2. B-Tree Skip Scan: Goodbye unnecessary Seq Scans
If you’ve ever worked with composite (multi-column) indexes, you know the pain: if you have an index on (store_id, customer_id, order_date), you historically had to include store_id in your WHERE clause to use the index efficiently. If you filtered only by customer_id, PostgreSQL would often revert to a full table scan.
PostgreSQL 18 solves this with “Skip Scan” capabilities.
The planner can now “skip” through the index, jumping across unique values of the leading column (store_id) to find matching values in the secondary columns.
Before vs. After
- PostgreSQL 17: A query filtering only on the second column often triggered a
Parallel Seq Scan, reading thousands of buffers unnecessarily. - PostgreSQL 18: The same query now uses an
Index Scan, drastically reducing buffer reads and execution time (in some test cases, reducing execution time from ~500ms to ~200ms).
3. Native UUIDv7 Support
For years, developers have debated using UUIDs as Primary Keys. The standard UUIDv4 is fully random, which causes massive fragmentation in B-Tree indexes and hurts insert performance.
PostgreSQL 18 introduces the uuidv7() function natively.
Why UUIDv7?
- Time-Ordered: It includes a 48-bit timestamp at the beginning. This means new IDs are appended to the end of the index, keeping your B-Trees healthy and compact.
- No External Libraries: You no longer need client-side libraries to generate sortable UUIDs; the database handles it for you.
SELECT uuidv7();
-- Generates a time-ordered UUID
4. RETURNING OLD and NEW Values
This is a massive quality-of-life improvement for developers working on Audit Logs or Change Data Capture (CDC) systems.
Previously, if you wanted to capture the state before an update and the state after an update in a single query, you had to perform complex self-joins. PostgreSQL 18 allows you to reference OLD and NEW tables directly in the RETURNING clause of INSERT, UPDATE, DELETE, and MERGE statements.
The New Syntax
UPDATE inventory
SET quantity = 300
WHERE id = 5
RETURNING
product_name,
OLD.quantity AS previous_qty,
NEW.quantity AS current_qty;
This makes your application code cleaner and reduces the database load by removing the need for extra lookups.
5. Temporal Constraints (WITHOUT OVERLAPS)
Handling reservations (e.g., hotel rooms, meeting slots) is a classic database problem. Ensuring that “Room 101 isn’t booked twice at the same time” usually required installing the btree_gist extension and writing complex EXCLUDE constraints.

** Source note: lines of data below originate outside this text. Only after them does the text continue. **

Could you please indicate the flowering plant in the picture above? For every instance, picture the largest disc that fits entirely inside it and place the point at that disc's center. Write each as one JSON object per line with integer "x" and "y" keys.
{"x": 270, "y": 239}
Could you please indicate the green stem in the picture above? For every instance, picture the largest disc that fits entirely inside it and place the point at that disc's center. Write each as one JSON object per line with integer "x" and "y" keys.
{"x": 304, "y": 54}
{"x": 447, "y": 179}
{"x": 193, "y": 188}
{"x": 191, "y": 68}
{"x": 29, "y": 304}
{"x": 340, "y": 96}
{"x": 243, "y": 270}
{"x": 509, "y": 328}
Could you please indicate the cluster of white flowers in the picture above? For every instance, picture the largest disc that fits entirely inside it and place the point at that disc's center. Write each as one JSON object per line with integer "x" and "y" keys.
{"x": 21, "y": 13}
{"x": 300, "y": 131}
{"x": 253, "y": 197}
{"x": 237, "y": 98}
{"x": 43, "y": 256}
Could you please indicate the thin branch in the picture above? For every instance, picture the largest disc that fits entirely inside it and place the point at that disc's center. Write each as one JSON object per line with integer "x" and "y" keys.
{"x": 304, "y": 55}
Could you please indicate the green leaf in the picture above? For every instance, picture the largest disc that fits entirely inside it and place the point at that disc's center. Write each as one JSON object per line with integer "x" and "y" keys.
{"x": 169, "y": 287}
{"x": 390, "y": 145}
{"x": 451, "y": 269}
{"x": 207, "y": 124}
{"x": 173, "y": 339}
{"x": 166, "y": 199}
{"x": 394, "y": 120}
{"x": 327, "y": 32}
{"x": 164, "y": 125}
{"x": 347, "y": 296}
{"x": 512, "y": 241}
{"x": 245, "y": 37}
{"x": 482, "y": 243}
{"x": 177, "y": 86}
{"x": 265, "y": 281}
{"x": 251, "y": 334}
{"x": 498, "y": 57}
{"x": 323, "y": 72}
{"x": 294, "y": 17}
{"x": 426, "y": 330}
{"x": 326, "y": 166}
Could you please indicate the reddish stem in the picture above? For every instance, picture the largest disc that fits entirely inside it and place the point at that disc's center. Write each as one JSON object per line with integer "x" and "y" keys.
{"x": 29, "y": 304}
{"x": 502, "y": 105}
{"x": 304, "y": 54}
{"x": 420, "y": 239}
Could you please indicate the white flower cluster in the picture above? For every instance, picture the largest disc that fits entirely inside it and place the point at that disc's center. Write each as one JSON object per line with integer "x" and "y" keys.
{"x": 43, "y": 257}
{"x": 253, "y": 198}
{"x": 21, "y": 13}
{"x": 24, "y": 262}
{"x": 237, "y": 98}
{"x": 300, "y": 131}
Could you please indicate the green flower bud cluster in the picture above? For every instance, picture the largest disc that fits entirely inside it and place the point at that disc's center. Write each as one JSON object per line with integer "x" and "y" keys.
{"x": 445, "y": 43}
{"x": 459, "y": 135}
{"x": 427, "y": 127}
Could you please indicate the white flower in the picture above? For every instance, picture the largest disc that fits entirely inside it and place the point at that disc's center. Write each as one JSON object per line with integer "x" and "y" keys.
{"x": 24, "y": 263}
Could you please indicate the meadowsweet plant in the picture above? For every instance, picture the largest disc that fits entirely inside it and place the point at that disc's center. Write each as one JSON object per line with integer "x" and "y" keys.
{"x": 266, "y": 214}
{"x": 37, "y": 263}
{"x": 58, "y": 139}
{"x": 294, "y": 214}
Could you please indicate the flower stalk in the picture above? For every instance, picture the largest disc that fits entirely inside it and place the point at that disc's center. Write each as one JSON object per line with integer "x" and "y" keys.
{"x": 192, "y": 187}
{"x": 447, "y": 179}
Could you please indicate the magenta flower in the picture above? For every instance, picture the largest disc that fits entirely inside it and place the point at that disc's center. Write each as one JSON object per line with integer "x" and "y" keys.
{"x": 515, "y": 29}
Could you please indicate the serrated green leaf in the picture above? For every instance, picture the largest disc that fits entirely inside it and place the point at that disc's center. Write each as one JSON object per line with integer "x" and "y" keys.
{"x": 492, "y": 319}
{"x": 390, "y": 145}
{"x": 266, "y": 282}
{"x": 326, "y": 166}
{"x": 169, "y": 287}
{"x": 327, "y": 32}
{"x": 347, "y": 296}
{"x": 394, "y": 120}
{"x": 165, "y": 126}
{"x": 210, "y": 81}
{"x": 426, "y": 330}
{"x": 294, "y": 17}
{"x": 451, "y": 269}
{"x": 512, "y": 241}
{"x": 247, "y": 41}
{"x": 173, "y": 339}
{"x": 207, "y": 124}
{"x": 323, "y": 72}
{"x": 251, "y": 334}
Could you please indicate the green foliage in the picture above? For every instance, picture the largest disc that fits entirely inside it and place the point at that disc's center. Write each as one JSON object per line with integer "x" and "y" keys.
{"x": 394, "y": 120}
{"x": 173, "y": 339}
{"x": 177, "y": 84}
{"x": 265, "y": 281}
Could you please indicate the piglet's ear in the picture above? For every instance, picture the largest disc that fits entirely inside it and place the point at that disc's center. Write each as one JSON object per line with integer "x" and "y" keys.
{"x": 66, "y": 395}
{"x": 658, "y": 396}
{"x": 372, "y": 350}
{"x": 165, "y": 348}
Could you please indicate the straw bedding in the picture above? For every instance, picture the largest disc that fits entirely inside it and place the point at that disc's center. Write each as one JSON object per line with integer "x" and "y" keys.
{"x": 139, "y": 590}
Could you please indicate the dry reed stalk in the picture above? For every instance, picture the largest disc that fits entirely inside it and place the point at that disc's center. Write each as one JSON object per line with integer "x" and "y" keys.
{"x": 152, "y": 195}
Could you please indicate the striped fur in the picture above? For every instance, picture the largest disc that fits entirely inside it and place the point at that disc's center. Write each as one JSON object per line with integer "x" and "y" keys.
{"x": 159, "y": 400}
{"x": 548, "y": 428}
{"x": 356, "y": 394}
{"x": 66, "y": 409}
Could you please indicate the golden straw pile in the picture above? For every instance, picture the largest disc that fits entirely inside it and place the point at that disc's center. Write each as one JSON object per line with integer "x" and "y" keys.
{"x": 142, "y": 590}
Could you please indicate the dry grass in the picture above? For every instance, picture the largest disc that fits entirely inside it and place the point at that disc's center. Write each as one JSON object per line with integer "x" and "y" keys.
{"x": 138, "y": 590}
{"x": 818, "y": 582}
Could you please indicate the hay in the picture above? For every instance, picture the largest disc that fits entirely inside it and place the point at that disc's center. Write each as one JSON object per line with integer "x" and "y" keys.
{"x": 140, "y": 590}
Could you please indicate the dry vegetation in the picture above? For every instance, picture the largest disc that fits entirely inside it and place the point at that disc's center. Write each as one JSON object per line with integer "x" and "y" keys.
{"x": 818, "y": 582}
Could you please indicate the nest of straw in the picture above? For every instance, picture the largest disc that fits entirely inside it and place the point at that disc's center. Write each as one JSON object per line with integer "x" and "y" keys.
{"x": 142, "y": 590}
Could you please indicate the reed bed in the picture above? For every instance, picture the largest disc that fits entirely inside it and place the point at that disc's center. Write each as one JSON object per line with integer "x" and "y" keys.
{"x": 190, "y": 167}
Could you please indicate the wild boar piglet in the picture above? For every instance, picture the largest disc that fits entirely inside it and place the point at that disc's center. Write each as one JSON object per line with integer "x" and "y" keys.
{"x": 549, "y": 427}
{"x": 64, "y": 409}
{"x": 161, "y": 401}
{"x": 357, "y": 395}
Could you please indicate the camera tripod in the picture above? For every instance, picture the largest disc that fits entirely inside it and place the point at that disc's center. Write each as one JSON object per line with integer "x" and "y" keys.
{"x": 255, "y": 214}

PostgreSQL 18 adds SQL-standard support for temporal uniqueness using the WITHOUT OVERLAPS clause.
The Cleaner Way
CREATE TABLE reservations (
room_id INTEGER,
booking_period DATERANGE,
-- Prevent overlapping bookings for the same room
UNIQUE (room_id, booking_period WITHOUT OVERLAPS)
);
If you try to insert a range that overlaps with an existing one, PostgreSQL will now throw a standard unique constraint violation. No extra extensions required.
Bonus: Smoother Upgrades with pg_upgrade
A major pain point for DBAs has been the performance dip immediately after a major version upgrade because the database statistics (which help the planner choose efficient routes) were lost.
PostgreSQL 18 changes this. pg_upgrade now preserves optimizer statistics during the upgrade process. This means your production database will perform optimally the moment it comes back online, without waiting for a lengthy ANALYZE operation to finish.
Final Thoughts
PostgreSQL 18 continues the tradition of delivering robust, developer-centric features. Whether it’s the raw power of Asynchronous I/O, the intelligence of Skip Scans, or the elegance of Temporal Constraints, this release provides compelling reasons to start planning your upgrade path.